You can try a bunch of different ways of grounding to get the best hum reduction.

You can divide it up into three grounds:

1) power line ground- the green wire.
Usually a connection is made to the chassis right after the wire enters the box thru the grommet.
This is a no brainer.

2)I/O jacks

This is where things get tricky.
Some people mount the I/O jacks next to each other for flux loop reduction.
Others prefer a more logical approach, like In's on the left, Outs on the right, or In's on the front, Out's on the back.

You can use either way, but you might have to move some Pin 1 shield grounds around to make this work with low hum.
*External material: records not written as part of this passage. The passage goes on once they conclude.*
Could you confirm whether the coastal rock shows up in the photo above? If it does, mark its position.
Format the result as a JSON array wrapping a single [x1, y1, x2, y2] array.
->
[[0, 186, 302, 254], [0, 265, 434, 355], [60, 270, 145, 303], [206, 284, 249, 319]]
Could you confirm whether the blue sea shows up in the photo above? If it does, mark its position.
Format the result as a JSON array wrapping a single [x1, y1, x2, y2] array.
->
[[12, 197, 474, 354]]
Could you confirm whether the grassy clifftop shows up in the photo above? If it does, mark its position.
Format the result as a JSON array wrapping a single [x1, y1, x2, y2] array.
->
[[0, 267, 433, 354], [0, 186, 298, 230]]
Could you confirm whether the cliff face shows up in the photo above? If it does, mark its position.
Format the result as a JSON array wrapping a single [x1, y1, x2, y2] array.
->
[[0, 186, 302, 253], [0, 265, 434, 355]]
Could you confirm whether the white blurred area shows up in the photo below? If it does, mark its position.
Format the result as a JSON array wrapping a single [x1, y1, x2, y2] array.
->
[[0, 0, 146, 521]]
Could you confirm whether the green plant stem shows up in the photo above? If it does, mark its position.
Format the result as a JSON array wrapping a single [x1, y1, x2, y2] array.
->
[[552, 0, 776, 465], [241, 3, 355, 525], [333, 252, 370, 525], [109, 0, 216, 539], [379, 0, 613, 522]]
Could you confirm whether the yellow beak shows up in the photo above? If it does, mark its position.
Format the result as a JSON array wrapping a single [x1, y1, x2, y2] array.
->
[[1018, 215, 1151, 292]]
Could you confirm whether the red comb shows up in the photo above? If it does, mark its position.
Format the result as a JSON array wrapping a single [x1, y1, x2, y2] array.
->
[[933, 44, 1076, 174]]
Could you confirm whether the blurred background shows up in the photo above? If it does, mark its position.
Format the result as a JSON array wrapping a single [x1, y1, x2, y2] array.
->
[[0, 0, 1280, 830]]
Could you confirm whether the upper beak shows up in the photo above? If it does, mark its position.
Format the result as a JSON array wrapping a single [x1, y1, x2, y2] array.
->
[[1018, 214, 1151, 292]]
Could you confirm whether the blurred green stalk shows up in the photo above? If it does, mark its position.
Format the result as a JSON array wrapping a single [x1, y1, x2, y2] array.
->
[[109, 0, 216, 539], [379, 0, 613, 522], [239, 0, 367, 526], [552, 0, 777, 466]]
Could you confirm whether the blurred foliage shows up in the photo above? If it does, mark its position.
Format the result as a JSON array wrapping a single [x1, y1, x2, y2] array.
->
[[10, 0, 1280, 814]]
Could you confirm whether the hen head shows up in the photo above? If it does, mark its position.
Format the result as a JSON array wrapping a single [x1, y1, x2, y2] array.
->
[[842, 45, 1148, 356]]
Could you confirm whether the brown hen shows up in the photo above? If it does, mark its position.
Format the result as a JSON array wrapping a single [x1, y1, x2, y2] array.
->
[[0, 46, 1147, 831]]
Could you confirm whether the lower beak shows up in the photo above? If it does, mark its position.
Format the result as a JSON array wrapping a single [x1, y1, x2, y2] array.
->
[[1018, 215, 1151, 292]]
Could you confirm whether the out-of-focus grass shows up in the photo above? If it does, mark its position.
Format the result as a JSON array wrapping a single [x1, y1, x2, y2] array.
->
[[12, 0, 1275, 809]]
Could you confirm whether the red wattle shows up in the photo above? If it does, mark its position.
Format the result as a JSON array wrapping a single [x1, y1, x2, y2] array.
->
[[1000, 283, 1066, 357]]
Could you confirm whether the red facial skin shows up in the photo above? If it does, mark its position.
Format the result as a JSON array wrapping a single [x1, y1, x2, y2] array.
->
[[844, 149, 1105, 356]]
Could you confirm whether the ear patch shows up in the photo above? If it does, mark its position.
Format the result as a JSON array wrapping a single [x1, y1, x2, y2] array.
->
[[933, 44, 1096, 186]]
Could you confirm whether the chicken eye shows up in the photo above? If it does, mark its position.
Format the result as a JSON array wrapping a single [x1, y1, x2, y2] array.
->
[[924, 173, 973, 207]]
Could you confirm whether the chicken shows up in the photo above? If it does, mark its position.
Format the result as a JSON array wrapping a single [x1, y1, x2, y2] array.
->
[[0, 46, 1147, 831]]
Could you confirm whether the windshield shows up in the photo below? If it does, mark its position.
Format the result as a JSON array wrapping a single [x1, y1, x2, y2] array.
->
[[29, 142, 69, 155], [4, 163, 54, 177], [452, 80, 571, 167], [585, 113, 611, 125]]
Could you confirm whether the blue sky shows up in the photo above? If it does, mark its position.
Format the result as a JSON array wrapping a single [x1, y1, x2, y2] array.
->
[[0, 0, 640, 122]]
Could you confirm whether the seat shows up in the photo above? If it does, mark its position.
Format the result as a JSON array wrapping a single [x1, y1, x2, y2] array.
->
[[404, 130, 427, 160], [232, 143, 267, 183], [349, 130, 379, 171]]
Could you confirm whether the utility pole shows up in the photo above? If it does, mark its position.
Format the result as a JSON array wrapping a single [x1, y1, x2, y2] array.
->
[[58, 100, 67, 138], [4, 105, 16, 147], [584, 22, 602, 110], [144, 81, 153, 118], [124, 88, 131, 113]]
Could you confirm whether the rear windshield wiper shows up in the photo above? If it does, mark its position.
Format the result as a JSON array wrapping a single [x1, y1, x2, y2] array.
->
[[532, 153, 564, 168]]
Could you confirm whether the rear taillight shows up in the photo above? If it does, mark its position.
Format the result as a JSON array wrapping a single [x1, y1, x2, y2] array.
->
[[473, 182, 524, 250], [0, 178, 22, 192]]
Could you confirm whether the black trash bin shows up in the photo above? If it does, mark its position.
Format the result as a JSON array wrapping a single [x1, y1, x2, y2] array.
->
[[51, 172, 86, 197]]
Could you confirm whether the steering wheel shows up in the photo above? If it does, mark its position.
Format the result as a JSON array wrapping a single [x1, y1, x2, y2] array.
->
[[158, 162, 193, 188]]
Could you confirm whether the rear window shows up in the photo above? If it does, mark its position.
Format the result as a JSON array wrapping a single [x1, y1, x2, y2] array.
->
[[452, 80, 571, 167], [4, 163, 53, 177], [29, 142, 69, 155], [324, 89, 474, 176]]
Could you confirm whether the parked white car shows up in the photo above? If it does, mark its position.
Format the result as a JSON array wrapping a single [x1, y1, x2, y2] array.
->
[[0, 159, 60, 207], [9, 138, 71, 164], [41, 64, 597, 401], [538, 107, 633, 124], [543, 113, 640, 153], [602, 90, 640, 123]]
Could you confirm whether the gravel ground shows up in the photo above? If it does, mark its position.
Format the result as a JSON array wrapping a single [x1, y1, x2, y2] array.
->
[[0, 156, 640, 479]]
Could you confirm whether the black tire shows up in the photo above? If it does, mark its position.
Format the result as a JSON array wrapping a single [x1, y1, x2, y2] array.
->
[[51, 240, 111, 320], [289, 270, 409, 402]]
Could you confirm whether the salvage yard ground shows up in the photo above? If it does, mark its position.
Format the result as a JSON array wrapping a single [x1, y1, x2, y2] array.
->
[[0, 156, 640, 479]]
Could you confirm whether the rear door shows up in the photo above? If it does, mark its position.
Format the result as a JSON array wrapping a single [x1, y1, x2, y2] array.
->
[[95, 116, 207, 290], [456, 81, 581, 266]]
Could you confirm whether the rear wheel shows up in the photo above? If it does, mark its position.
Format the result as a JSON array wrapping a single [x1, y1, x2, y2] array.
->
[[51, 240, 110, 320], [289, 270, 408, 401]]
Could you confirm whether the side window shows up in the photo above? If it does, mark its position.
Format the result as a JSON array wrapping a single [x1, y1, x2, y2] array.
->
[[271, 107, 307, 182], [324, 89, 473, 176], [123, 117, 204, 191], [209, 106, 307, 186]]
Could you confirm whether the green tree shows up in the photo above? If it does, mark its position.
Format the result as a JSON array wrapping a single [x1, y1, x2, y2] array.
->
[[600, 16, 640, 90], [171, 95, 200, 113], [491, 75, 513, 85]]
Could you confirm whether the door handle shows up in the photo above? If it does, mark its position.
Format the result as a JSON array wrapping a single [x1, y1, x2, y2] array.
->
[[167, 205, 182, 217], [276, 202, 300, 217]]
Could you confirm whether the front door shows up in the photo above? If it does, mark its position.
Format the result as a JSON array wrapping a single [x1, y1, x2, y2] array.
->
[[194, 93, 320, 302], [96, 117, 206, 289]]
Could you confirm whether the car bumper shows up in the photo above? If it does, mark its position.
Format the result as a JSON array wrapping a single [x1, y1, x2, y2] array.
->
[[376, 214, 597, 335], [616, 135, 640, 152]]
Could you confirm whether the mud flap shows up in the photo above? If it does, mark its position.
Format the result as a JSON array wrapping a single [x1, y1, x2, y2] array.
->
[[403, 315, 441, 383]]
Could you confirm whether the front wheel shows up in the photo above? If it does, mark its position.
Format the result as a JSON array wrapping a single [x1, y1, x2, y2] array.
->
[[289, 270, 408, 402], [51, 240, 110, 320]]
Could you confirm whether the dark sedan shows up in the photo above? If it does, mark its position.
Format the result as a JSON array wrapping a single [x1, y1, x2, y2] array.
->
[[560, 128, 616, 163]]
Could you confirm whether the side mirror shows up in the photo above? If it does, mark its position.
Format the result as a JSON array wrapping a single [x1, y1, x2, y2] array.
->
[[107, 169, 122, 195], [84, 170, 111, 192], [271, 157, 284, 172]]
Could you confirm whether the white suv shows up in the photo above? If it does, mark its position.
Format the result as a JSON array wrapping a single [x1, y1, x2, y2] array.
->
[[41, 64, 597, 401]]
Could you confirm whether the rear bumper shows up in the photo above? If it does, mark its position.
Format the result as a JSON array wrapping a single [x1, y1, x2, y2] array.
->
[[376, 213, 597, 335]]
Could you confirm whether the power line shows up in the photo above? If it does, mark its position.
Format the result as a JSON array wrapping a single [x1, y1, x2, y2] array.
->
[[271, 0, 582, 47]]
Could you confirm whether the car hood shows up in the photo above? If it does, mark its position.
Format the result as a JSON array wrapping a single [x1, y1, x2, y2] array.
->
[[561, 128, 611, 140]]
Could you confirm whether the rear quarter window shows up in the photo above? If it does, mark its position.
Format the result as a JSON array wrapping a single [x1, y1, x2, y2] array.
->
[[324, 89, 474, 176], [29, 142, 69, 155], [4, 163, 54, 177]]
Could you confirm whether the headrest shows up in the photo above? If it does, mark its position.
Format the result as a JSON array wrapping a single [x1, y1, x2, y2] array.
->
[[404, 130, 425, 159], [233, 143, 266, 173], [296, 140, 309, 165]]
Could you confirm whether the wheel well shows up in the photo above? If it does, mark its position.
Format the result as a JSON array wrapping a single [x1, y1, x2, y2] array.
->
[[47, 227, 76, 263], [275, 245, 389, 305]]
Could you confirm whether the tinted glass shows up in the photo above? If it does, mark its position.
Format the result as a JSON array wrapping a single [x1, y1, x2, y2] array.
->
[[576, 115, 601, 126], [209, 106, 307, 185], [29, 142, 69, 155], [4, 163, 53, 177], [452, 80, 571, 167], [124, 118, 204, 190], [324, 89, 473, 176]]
3) Now we are just left with the electronics ground.
This wire provides a return path for the electricity back to the power supply after they have done their work via the tubes and resistors and of course, transformers.

But audio is also super imposed on the DC current in the form of AC audio, which gets separated out of the DC via the caps.
But there could be some noise currents in the chassis from your green wire ground, and our Pin 1 shield grounds.
So you want to run a separate ground, strraight from the minus side of your power supply, directly to the electronics ground.
This will keep you from getting those nasty noise currents in your audio output.

A good grounding technique is to use a huge soldering iron to make an ultra low resistance, and therefore an ultra low hum connection to ground.

It's one of those tools that you keep in the closet and use once per chassis, but man, it will pay for itself after the first joint is made.And it stays this way over time.
Nuts and bolts can corrode over time, which means your ohms on your ground will go from 0.01 to 0.02 ohms, doubling your noise.

The soldered ground will come out to around 0.000001 ohms, but that is just a guess, you need a four wire meter to measure these low ground connections.